Le principal résultat du groupe est que les instructions standard de jeûne préopératoire sont insuffisantes pour les patients sous ces agents. Une large étude de cohorte en endoscopie citée dans la recommandation a révélé que l'utilisation de GLP-1RAs augmentait le risque absolu de pneumonie d'inhalation de 0,2 % (hazard ratio 1,33 ; IC 95 % 1,02–1,74 ; P = 0,036), une élévation faible mais cliniquement significative compte tenu de la gravité de l'inhalation. Des cas cliniques ont documenté la présence d'aliments solides résiduels malgré un jeûne de 20 heures, ainsi que de liquides résiduels malgré une absence totale d'apport oral pendant 8 heures.

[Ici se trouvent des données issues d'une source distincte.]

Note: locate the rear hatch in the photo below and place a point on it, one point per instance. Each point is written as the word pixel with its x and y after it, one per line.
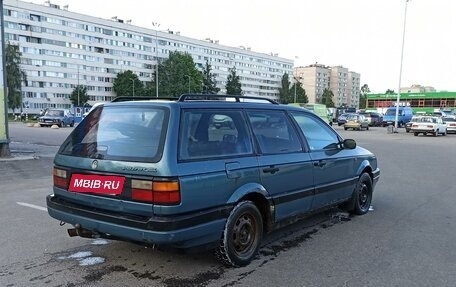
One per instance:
pixel 110 162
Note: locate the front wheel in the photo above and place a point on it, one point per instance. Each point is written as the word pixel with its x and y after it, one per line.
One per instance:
pixel 242 235
pixel 362 196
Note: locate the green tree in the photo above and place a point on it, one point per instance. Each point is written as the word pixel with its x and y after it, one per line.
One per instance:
pixel 363 96
pixel 79 96
pixel 233 83
pixel 284 90
pixel 14 76
pixel 209 82
pixel 178 75
pixel 327 98
pixel 127 84
pixel 389 92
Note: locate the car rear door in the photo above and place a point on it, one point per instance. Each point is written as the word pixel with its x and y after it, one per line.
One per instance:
pixel 286 171
pixel 333 166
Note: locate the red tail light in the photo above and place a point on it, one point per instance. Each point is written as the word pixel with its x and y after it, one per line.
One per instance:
pixel 60 178
pixel 156 192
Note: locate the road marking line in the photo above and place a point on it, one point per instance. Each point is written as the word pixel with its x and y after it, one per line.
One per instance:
pixel 32 206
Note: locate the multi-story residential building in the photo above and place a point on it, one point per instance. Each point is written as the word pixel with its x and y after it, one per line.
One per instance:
pixel 353 89
pixel 62 49
pixel 418 89
pixel 344 84
pixel 315 79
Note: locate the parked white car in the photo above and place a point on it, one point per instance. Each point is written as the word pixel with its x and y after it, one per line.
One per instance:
pixel 451 124
pixel 429 125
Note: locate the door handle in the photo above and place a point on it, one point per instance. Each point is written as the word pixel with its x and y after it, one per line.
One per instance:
pixel 319 163
pixel 271 170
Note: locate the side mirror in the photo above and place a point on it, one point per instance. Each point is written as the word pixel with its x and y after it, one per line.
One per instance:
pixel 349 144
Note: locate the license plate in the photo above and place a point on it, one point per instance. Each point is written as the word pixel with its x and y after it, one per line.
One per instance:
pixel 100 184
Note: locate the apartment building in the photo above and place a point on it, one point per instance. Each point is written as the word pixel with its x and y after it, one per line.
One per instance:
pixel 344 84
pixel 315 79
pixel 418 89
pixel 62 49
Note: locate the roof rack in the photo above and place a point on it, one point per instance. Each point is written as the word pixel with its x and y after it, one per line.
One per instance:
pixel 139 98
pixel 215 97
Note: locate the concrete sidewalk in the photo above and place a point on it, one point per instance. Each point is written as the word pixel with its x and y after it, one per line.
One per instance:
pixel 28 151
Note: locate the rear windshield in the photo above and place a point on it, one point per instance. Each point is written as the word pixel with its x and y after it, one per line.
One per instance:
pixel 119 133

Les recommandations fondamentales du groupe sont les suivantes : (1) Tous les patients doivent être dépistés quant à l'utilisation de GLP-1RAs ou de GLP-1/GIPRAs avant toute procédure nécessitant une sédation ou une anesthésie. (2) Ces médicaments doivent être poursuivis plutôt qu'arrêtés en période péri-procédurale, en l'absence de données démontrant que l'arrêt rétablit de manière fiable une vidange gastrique normale dans un délai prévisible, et compte tenu du risque de déséquilibre glycémique lié à l'arrêt. (3) Un régime liquide clair obligatoire de 24 heures avant la procédure, suivi d'un jeûne standard de 6 heures pour les aliments solides, est recommandé pour tous ces patients. (4) Lorsque les patients ne peuvent pas se conformer au régime liquide ou ne peuvent pas le mener à terme, une stratification du risque par échographie gastrique ou par gastroscopie sous sédation minimale est recommandée afin d'évaluer directement le contenu gastrique avant de procéder. (5) L'érythromycine intraveineuse doit être envisagée comme agent prokinétique pour faciliter la vidange gastrique dans les situations à haut risque.

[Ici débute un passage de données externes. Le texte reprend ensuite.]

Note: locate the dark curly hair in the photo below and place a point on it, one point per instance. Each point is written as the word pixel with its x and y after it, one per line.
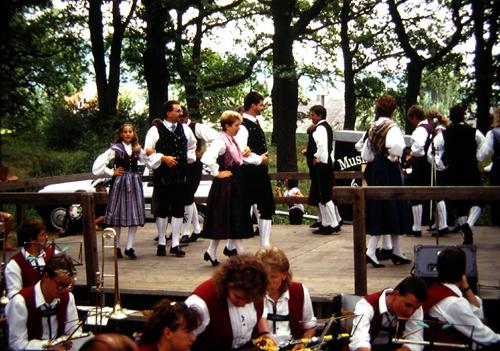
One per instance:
pixel 169 314
pixel 243 272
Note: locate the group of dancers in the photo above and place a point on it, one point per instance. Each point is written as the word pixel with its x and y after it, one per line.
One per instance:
pixel 237 158
pixel 440 154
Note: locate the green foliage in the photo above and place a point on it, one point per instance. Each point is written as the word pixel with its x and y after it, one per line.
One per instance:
pixel 42 58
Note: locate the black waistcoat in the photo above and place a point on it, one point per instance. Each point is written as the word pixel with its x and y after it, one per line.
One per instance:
pixel 172 144
pixel 312 147
pixel 256 137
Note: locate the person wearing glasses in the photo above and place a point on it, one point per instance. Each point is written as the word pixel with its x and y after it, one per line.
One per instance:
pixel 25 268
pixel 169 145
pixel 45 311
pixel 389 313
pixel 230 305
pixel 170 327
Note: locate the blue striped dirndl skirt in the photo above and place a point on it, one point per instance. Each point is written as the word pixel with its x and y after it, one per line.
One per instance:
pixel 126 201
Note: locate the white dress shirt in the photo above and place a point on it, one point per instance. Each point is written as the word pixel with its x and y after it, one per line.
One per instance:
pixel 152 137
pixel 439 143
pixel 243 319
pixel 394 142
pixel 435 152
pixel 320 137
pixel 418 139
pixel 465 317
pixel 487 146
pixel 100 167
pixel 283 332
pixel 17 319
pixel 13 273
pixel 242 139
pixel 364 314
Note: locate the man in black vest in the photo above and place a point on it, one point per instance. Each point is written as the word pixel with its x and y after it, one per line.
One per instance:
pixel 170 141
pixel 421 169
pixel 319 161
pixel 461 144
pixel 255 175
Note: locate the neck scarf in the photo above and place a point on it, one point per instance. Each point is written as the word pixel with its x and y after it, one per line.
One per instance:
pixel 233 154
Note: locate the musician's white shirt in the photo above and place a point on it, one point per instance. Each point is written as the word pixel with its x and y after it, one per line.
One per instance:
pixel 466 317
pixel 17 319
pixel 364 314
pixel 13 274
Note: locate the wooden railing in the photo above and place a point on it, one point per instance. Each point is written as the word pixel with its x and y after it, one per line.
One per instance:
pixel 357 196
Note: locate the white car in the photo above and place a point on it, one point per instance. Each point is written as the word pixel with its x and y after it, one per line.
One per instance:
pixel 54 214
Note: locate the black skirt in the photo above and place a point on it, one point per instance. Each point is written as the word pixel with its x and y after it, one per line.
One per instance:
pixel 387 216
pixel 228 214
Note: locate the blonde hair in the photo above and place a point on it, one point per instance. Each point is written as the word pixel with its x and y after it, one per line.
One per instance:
pixel 496 117
pixel 274 259
pixel 437 118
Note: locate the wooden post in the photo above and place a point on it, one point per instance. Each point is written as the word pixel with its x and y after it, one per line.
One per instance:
pixel 359 241
pixel 89 238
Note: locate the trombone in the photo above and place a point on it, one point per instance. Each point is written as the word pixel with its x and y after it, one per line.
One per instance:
pixel 117 313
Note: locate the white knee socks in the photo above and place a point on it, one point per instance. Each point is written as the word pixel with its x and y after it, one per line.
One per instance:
pixel 176 230
pixel 161 227
pixel 131 236
pixel 118 231
pixel 474 214
pixel 212 248
pixel 264 232
pixel 417 217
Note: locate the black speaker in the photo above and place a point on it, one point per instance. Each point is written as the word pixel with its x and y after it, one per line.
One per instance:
pixel 426 263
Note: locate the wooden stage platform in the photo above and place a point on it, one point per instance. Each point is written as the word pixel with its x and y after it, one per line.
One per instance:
pixel 323 263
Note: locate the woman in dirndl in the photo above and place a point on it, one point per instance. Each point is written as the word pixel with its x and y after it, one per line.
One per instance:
pixel 382 150
pixel 227 216
pixel 126 197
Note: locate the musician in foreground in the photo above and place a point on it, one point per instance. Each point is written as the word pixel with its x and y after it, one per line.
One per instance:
pixel 376 317
pixel 452 302
pixel 25 268
pixel 45 311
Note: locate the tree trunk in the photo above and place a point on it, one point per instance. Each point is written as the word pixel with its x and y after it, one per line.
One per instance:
pixel 98 52
pixel 483 64
pixel 414 79
pixel 155 64
pixel 349 92
pixel 285 87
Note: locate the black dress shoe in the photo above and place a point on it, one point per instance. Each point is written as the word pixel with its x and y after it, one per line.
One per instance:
pixel 161 250
pixel 131 254
pixel 441 232
pixel 228 252
pixel 194 237
pixel 417 233
pixel 399 260
pixel 315 225
pixel 177 251
pixel 184 240
pixel 383 254
pixel 373 263
pixel 207 257
pixel 325 230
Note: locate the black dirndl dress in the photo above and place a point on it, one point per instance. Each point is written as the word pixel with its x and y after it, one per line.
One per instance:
pixel 386 216
pixel 228 214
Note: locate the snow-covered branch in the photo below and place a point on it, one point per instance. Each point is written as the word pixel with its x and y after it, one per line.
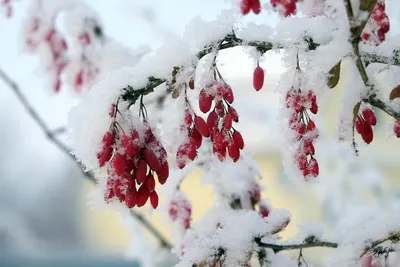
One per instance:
pixel 52 136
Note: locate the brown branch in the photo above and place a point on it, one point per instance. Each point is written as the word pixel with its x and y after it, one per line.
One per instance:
pixel 51 135
pixel 313 242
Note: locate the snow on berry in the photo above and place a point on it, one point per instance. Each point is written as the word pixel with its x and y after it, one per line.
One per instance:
pixel 377 26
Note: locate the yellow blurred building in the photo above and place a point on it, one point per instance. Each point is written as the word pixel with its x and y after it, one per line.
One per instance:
pixel 104 228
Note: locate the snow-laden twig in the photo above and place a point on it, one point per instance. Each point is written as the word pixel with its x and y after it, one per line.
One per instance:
pixel 231 41
pixel 52 136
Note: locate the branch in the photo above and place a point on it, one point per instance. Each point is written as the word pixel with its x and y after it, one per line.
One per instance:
pixel 231 40
pixel 306 244
pixel 51 135
pixel 313 242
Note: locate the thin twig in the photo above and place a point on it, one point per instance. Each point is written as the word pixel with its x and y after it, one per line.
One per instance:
pixel 52 137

Il est important de noter que le groupe stipule explicitement que l'absence de symptômes gastro-intestinaux (tels que nausées ou vomissements) ne peut pas être utilisée comme indicateur indirect d'une vidange gastrique adéquate, la corrélation entre les symptômes gastro-intestinaux et le retard de vidange sous ces agents étant faible. De même, aucune durée d'arrêt sécuritaire n'a pu être recommandée en raison de données insuffisantes sur le délai nécessaire au retour de la vidange gastrique à son niveau de référence après l'arrêt des différents agents. Ces éléments représentent des lacunes critiques dans les connaissances qui nécessitent des recherches prospectives.

Principales conclusions

  • GLP-1RAs and tirzepatide significantly delay gastric emptying even with chronic use, negating tachyphylaxis assumptions.
  • GLP-1RA users undergoing endoscopy had a 33% higher hazard of aspiration pneumonia versus non-users.
  • A mandatory 24-hour clear-fluid diet before standard fasting is recommended for all GLP-1RA/GLP-1GIPRA patients.
  • Gastric ultrasound or minimally sedated gastroscopy should risk-stratify patients who cannot complete the liquid diet.
  • Absence of GI symptoms does NOT reliably indicate normal gastric emptying in patients on these agents.

Méthodologie

Il s'agit d'une recommandation de pratique clinique consensuelle élaborée par un groupe d'experts multidisciplinaire issu de quatre sociétés professionnelles australiennes. Les recommandations reposent sur une revue structurée d'études mécanistiques publiées, de rapports de cas, de séries de cas et de données de cohortes, plutôt que sur une revue systématique formelle ou une méta-analyse.

Limites de l'étude

Les recommandations reposent en grande partie sur des rapports de cas, des données mécanistiques et une large cohorte observationnelle plutôt que sur des essais contrôlés randomisés ; l'augmentation absolue du risque d'inhalation reste faible et un effet de confusion résiduel dans les données observationnelles ne peut être exclu. Aucun intervalle d'arrêt sûr fondé sur des preuves n'a pu être établi pour quelque GLP-1RA que ce soit, et les données spécifiques aux GLP-1/GIPRAs tels que le tirzepatide demeurent limitées.